- Directed by: Stephen Vittoria
- Written by: Stephen Vittoria
- Produced by: Stephen Vittoria
- Starring: Warren Beatty Dick Gregory Gary Hart George McGovern Ron Kovic Gloria Steinem Gore Vidal Howard Zinn
- Narrated by: Amy Goodman
- Music by: Elvis Costello Donovan Bob Dylan Robbie Robertson Leon Russell
- Distributed by: First Run Features
- Release date: 2005;
- Running time: 125 min.
- Country: United States
- Language: English

= One Bright Shining Moment: The Forgotten Summer of George McGovern =

One Bright Shining Moment: The Forgotten Summer of George McGovern is a 2005 documentary film directed by Stephen Vittoria.

==Overview==
The film chronicles the unsuccessful 1972 presidential campaign of Democratic South Dakota Senator George McGovern.

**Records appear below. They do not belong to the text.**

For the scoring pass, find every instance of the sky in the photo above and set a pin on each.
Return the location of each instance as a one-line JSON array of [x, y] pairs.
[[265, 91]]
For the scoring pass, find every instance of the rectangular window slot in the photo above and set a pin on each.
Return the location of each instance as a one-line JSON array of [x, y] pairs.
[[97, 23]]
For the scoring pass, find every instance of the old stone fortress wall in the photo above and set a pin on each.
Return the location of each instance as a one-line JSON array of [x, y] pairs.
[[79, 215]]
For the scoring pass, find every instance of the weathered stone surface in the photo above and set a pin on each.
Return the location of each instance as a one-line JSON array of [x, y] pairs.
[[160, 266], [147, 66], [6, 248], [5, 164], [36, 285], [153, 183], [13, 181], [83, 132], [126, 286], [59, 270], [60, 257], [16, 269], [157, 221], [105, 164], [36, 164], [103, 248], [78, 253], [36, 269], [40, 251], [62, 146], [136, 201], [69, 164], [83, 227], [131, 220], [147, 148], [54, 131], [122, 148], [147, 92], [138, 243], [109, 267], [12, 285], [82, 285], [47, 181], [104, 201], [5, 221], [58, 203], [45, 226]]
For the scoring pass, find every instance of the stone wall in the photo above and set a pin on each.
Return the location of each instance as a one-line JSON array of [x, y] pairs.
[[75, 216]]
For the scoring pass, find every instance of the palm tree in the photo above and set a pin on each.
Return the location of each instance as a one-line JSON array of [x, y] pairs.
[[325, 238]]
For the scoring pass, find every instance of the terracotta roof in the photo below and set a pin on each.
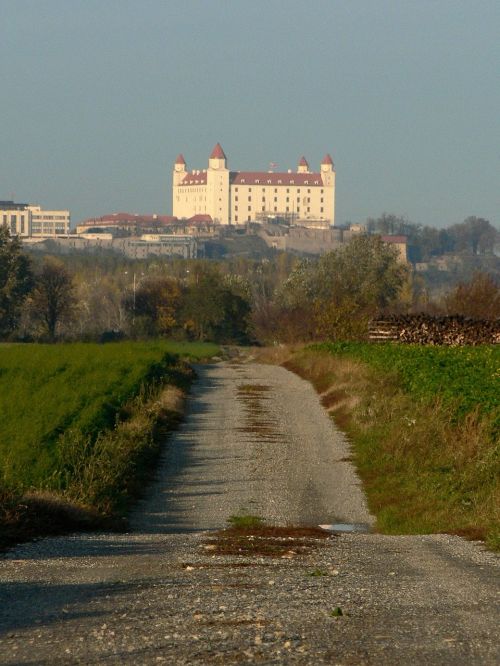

Narrated by journalist Amy Goodman, the film features appearances from McGovern himself, as well as his 1972 campaign manager and former Colorado Senator Gary Hart, feminist activist Gloria Steinem, historian Howard Zinn, author Gore Vidal, and satirist Dick Gregory.

The film won the Jury Prize Award for Best Documentary Feature at the 2005 Sarasota Film Festival.

==Reception==
On review aggregator website Rotten Tomatoes, the film holds an approval rating of 82% based on 17 reviews, with an average rating of 6.9/10.